On the manors in the country districts the same thing was going on, though perhaps more slowly than in the towns. It became much more convenient for the villeins and cottiers, and other tenants of a manor, to pay a rent to the lord instead of actually working on the lord's land. At first this rent was paid in the produce of the land—a few hens or eggs, a calf or a lamb, or so much corn, till by and by we find actual payments in money as rent.

Then, too, a class of labourers had gradually sprung up on the manors. As the tenants and villeins began to pay to the lord a quit-rent, instead of working so many days a week on the land, the lord of the manor had to employ persons to do the work on his home-farm. These would naturally be the cottiers and serfs on the manor—the "landless men"—who thus became what we know as labourers.

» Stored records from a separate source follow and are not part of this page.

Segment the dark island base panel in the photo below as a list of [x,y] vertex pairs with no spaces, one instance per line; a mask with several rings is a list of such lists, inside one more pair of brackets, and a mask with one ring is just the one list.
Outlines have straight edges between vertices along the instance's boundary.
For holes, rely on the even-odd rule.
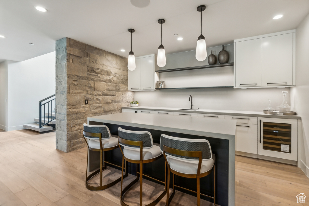
[[[151,134],[154,143],[160,143],[160,137],[162,134],[183,138],[205,139],[207,140],[210,143],[212,153],[216,155],[216,204],[222,206],[228,205],[228,140],[108,123],[102,123],[92,121],[90,121],[89,124],[95,125],[102,125],[104,124],[108,127],[112,134],[116,135],[118,135],[118,128],[119,127],[129,130],[148,131]],[[110,161],[119,165],[121,165],[122,155],[120,149],[117,149],[111,151],[108,151],[105,152],[105,154],[106,161]],[[164,181],[164,158],[162,157],[154,162],[143,164],[143,173]],[[136,175],[136,164],[129,163],[128,167],[129,173],[134,175]],[[183,178],[177,175],[176,175],[175,177],[175,184],[193,191],[196,191],[197,183],[195,179]],[[200,179],[201,193],[213,196],[213,173],[212,173],[208,176]],[[171,180],[172,179],[171,175]],[[151,180],[151,179],[150,180]],[[193,193],[177,187],[176,189],[179,191],[196,196],[196,194]],[[208,201],[213,202],[212,199],[203,195],[201,195],[201,198]]]

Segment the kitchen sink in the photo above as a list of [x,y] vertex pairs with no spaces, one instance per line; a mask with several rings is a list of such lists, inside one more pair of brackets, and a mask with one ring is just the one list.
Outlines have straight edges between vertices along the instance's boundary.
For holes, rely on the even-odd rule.
[[198,109],[180,109],[180,110],[192,110],[193,111],[195,111],[195,110],[197,110]]

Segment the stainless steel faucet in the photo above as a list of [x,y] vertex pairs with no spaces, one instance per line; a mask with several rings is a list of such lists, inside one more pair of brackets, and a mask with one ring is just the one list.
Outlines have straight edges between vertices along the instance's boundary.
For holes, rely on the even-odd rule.
[[192,101],[192,96],[191,95],[189,95],[189,101],[190,101],[190,109],[192,108],[193,106],[193,101]]

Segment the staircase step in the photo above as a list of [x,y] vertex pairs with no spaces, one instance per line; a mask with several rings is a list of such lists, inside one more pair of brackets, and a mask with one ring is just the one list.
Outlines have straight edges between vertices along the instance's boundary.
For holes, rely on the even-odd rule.
[[40,132],[53,130],[52,127],[48,126],[47,125],[44,125],[42,127],[42,128],[39,128],[40,127],[40,125],[39,124],[36,123],[32,123],[30,124],[23,124],[23,126],[25,128],[30,129]]
[[[52,119],[51,118],[48,118],[47,117],[45,117],[45,122],[47,122],[48,121],[50,121],[50,120]],[[40,119],[40,119],[40,118],[34,118],[34,121],[35,121],[37,122],[40,122]],[[42,123],[44,123],[44,117],[42,118]],[[49,122],[48,124],[56,124],[56,119],[55,119],[54,120],[53,120],[53,121],[51,121],[50,122]]]

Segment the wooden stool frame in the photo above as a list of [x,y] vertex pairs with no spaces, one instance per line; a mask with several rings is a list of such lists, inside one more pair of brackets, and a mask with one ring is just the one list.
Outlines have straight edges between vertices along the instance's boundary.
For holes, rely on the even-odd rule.
[[[110,162],[109,162],[105,161],[104,158],[104,152],[105,151],[108,151],[110,150],[112,150],[115,149],[117,149],[118,148],[118,145],[116,145],[113,147],[108,147],[106,148],[103,148],[102,147],[102,134],[101,133],[93,133],[91,132],[85,132],[84,131],[83,131],[83,137],[84,139],[85,139],[85,141],[86,142],[86,143],[87,144],[87,145],[88,147],[88,150],[87,152],[87,164],[86,168],[86,187],[87,189],[89,190],[93,190],[93,191],[98,191],[98,190],[105,190],[106,189],[107,189],[109,187],[110,187],[113,185],[115,185],[118,183],[121,180],[122,180],[123,178],[125,178],[128,176],[128,172],[126,168],[127,168],[126,166],[127,165],[127,164],[126,164],[126,167],[125,168],[125,174],[124,175],[123,175],[123,166],[122,167],[118,165],[114,165],[113,164],[111,163]],[[88,141],[86,139],[86,138],[85,138],[85,136],[86,136],[87,137],[99,137],[99,141],[100,142],[100,148],[99,149],[96,149],[91,148],[91,147],[89,147],[89,145],[88,144]],[[88,157],[89,154],[89,150],[91,150],[93,151],[95,151],[97,152],[100,152],[100,168],[97,170],[95,170],[94,172],[93,172],[91,174],[90,174],[88,177],[87,176],[87,172],[88,172]],[[104,163],[104,165],[103,165],[103,163]],[[118,167],[120,168],[121,168],[122,169],[123,172],[121,174],[121,177],[117,179],[116,179],[114,180],[111,183],[109,183],[108,184],[104,185],[103,185],[103,180],[102,180],[102,174],[103,171],[105,170],[106,169],[106,166],[105,165],[105,163],[111,165],[113,165],[114,166]],[[89,180],[93,177],[95,176],[98,174],[100,173],[100,186],[95,187],[93,186],[91,186],[88,183],[88,182]]]
[[[168,206],[169,203],[171,201],[175,195],[175,187],[176,187],[179,188],[186,190],[188,191],[194,192],[196,193],[197,197],[197,205],[200,206],[201,205],[200,195],[202,195],[214,199],[214,205],[216,205],[216,179],[215,178],[215,162],[214,164],[214,166],[211,169],[203,173],[202,174],[200,173],[201,171],[201,168],[202,165],[202,151],[188,151],[186,150],[181,150],[175,149],[171,147],[169,147],[165,145],[163,145],[163,156],[165,160],[165,164],[167,166],[167,181],[166,187],[167,188],[167,189],[166,195],[166,206]],[[166,153],[169,153],[170,154],[173,154],[178,155],[184,156],[185,157],[195,157],[198,158],[198,165],[197,166],[197,170],[196,174],[185,174],[181,173],[175,171],[171,168],[170,166],[167,162],[166,159]],[[207,176],[210,174],[211,171],[214,170],[214,196],[211,197],[206,195],[202,194],[200,192],[200,178]],[[171,194],[171,196],[169,198],[169,192],[170,185],[170,173],[171,172],[173,174],[173,192]],[[191,190],[184,188],[177,185],[175,185],[174,183],[174,179],[175,179],[175,175],[176,174],[179,176],[186,177],[189,178],[196,178],[197,179],[197,191],[193,191]]]

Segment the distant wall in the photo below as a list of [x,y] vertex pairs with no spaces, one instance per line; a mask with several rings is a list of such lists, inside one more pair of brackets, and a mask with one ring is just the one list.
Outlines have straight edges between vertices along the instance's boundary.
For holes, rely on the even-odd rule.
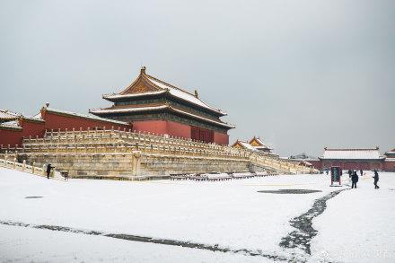
[[19,122],[19,127],[0,126],[0,145],[3,145],[3,147],[7,147],[8,145],[10,145],[11,147],[21,145],[23,137],[42,137],[46,129],[57,130],[60,128],[61,130],[72,130],[75,128],[75,130],[79,130],[81,127],[83,130],[86,130],[88,127],[93,129],[96,127],[105,127],[108,129],[113,127],[115,129],[120,128],[121,130],[124,128],[127,130],[132,128],[130,125],[87,118],[76,115],[61,114],[46,110],[45,109],[41,110],[41,118],[43,121],[22,117],[17,120]]
[[384,161],[384,171],[395,171],[395,161]]
[[82,128],[83,130],[87,129],[88,127],[93,128],[95,127],[106,128],[114,128],[118,129],[129,129],[131,127],[129,125],[122,125],[117,124],[108,121],[102,121],[93,118],[87,118],[79,116],[72,116],[68,114],[62,114],[58,112],[53,112],[50,110],[46,110],[45,109],[41,110],[41,118],[45,120],[45,128],[46,129],[73,129],[78,130]]

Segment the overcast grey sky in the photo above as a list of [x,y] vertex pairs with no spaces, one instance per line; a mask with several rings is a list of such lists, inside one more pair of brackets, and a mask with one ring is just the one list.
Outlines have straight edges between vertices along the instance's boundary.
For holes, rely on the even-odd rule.
[[87,112],[147,73],[276,153],[395,147],[395,1],[1,1],[0,109]]

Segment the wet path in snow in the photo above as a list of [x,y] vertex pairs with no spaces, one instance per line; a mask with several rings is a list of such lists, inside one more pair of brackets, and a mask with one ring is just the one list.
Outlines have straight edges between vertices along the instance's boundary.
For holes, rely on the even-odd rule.
[[109,238],[127,240],[127,241],[137,241],[137,242],[146,242],[146,243],[162,244],[162,245],[170,245],[170,246],[178,246],[178,247],[183,247],[183,248],[205,250],[218,251],[218,252],[224,252],[224,253],[230,252],[230,253],[235,253],[235,254],[236,253],[237,254],[244,254],[246,256],[263,257],[263,258],[270,259],[273,260],[279,260],[279,261],[288,261],[289,260],[289,259],[284,258],[282,256],[265,254],[260,250],[247,250],[247,249],[238,249],[238,250],[230,249],[230,248],[226,248],[226,247],[221,247],[218,244],[208,245],[208,244],[203,244],[203,243],[195,243],[195,242],[168,240],[168,239],[158,239],[158,238],[132,235],[132,234],[127,234],[127,233],[108,233],[108,232],[98,232],[98,231],[75,229],[75,228],[71,228],[71,227],[66,227],[66,226],[48,225],[48,224],[24,224],[24,223],[20,223],[20,222],[1,221],[1,220],[0,220],[0,224],[35,228],[35,229],[44,229],[44,230],[51,230],[51,231],[60,231],[60,232],[73,232],[73,233],[80,233],[80,234],[87,234],[87,235],[104,236],[104,237],[109,237]]
[[292,219],[289,223],[292,226],[296,228],[296,230],[289,232],[287,236],[281,239],[280,247],[286,249],[300,248],[310,255],[312,252],[310,241],[318,232],[317,230],[312,228],[312,219],[325,211],[329,199],[333,198],[344,190],[347,189],[333,191],[325,197],[316,199],[309,211]]

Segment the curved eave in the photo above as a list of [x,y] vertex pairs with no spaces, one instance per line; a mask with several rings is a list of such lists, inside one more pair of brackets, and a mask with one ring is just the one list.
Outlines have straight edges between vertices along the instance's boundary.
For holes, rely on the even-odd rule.
[[180,110],[178,109],[175,109],[169,105],[162,105],[162,106],[155,106],[155,107],[140,107],[140,108],[122,108],[122,109],[113,109],[113,110],[103,110],[103,109],[98,109],[98,110],[90,110],[89,112],[97,116],[106,116],[110,115],[114,113],[130,113],[130,112],[147,112],[147,111],[158,111],[158,110],[168,110],[172,112],[176,112],[184,116],[188,116],[189,118],[198,119],[200,121],[204,121],[206,123],[214,124],[222,127],[226,127],[228,129],[234,128],[235,127],[224,122],[216,121],[214,119],[206,118],[193,113],[186,112],[184,110]]
[[94,115],[109,115],[112,113],[129,113],[129,112],[145,112],[145,111],[153,111],[164,110],[168,108],[167,105],[163,106],[155,106],[155,107],[140,107],[140,108],[120,108],[120,109],[92,109],[89,110],[89,112]]
[[189,116],[191,118],[198,118],[198,119],[200,119],[200,120],[203,120],[203,121],[206,121],[206,122],[209,122],[211,124],[215,124],[215,125],[218,125],[218,126],[222,126],[222,127],[227,127],[229,129],[236,127],[233,125],[230,125],[230,124],[227,124],[227,123],[224,123],[224,122],[219,122],[219,121],[216,121],[216,120],[214,120],[214,119],[206,118],[204,117],[200,117],[198,115],[195,115],[195,114],[192,114],[192,113],[189,113],[189,112],[186,112],[186,111],[183,111],[183,110],[172,108],[172,107],[169,107],[169,109],[171,110],[174,111],[174,112],[178,112],[178,113],[180,113],[182,115]]
[[[208,106],[208,105],[207,105],[207,107],[202,107],[202,106],[200,106],[200,105],[198,105],[198,104],[196,104],[196,103],[193,103],[193,102],[191,102],[191,101],[188,101],[188,100],[186,100],[186,99],[183,99],[183,98],[180,98],[180,97],[175,96],[175,95],[171,94],[170,92],[168,92],[167,94],[168,94],[168,96],[172,97],[172,98],[175,98],[175,99],[177,99],[177,100],[179,100],[179,101],[184,101],[184,102],[186,102],[187,104],[188,104],[188,103],[189,103],[189,104],[193,104],[194,106],[199,108],[200,110],[208,110],[208,111],[210,111],[210,112],[214,112],[214,113],[215,113],[216,115],[218,115],[219,117],[221,117],[221,116],[227,116],[227,115],[228,115],[226,112],[224,112],[224,111],[221,111],[221,110],[219,110],[214,109],[214,108],[212,108],[212,107],[210,107],[210,106]],[[204,103],[204,102],[203,102],[203,103]],[[206,104],[206,103],[205,103],[205,104]],[[209,108],[208,108],[208,107],[209,107]]]
[[145,93],[131,93],[131,94],[104,94],[102,98],[111,102],[125,101],[126,99],[144,98],[166,93],[166,91],[158,91]]

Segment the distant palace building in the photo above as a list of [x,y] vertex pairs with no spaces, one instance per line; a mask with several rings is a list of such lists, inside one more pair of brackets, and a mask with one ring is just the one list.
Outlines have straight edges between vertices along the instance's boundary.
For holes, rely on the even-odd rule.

All these had to be accounted for in the manor court, which was held regularly every few weeks. If a labourer was missing he was sought for, and brought back to the manor, which he might not leave without his lord's permission. It is quite true that if he could only remain unclaimed in some borough town for a year and a day he was no longer bound to the lord of his native manor; but the towns did not encourage strangers, as we have seen. If, however, labour happened to be wanted in the town, no doubt his being there would be "winked at" and no notice would be taken of his "harbouring" there; and in this way numbers managed to get their freedom.

But it was not an easy matter for a labourer to get away from his native manor. After the Black Death, labour became very scarce, for on some of the manors almost every tenant and labourer died. All over the country land-workers were wanted badly; and tenants and landlords, when they were so hard pushed, were glad to employ almost any man who appeared, and they did not trouble to ask whose "man he was" or whence he came.

The wages of the labourers, of course, went up; but before very long the landlords saw that that would not do; it made their farming so much more expensive, and so their incomes tended to grow less and less. Law after law was passed to get the labourers back to their native manors, and to keep down the price of labour.

Labourers felling a Tree,
Fourteenth Century. From a
manuscript in the British Museum

All classes of overlords, and especially the colleges and monasteries, had much difficulty in working their lands, and so the custom of letting them out in farms increased a good deal after the Black Death.

At first the owners let out these farms with a certain amount of stock on them. They were let for so many years, or for so many lives. At the end of the time the farm had to be given up and the stock replaced as it had been at the first. The land belonging to the farm was mixed up with the land of other tenants in the manor, in the big unenclosed fields, and had to be farmed still according to the old customs of the manor. Some of the very oldest farms existing to this day began in this kind of way, and there are possibly a few of the very oldest farm-houses which were first built early in the fifteenth century.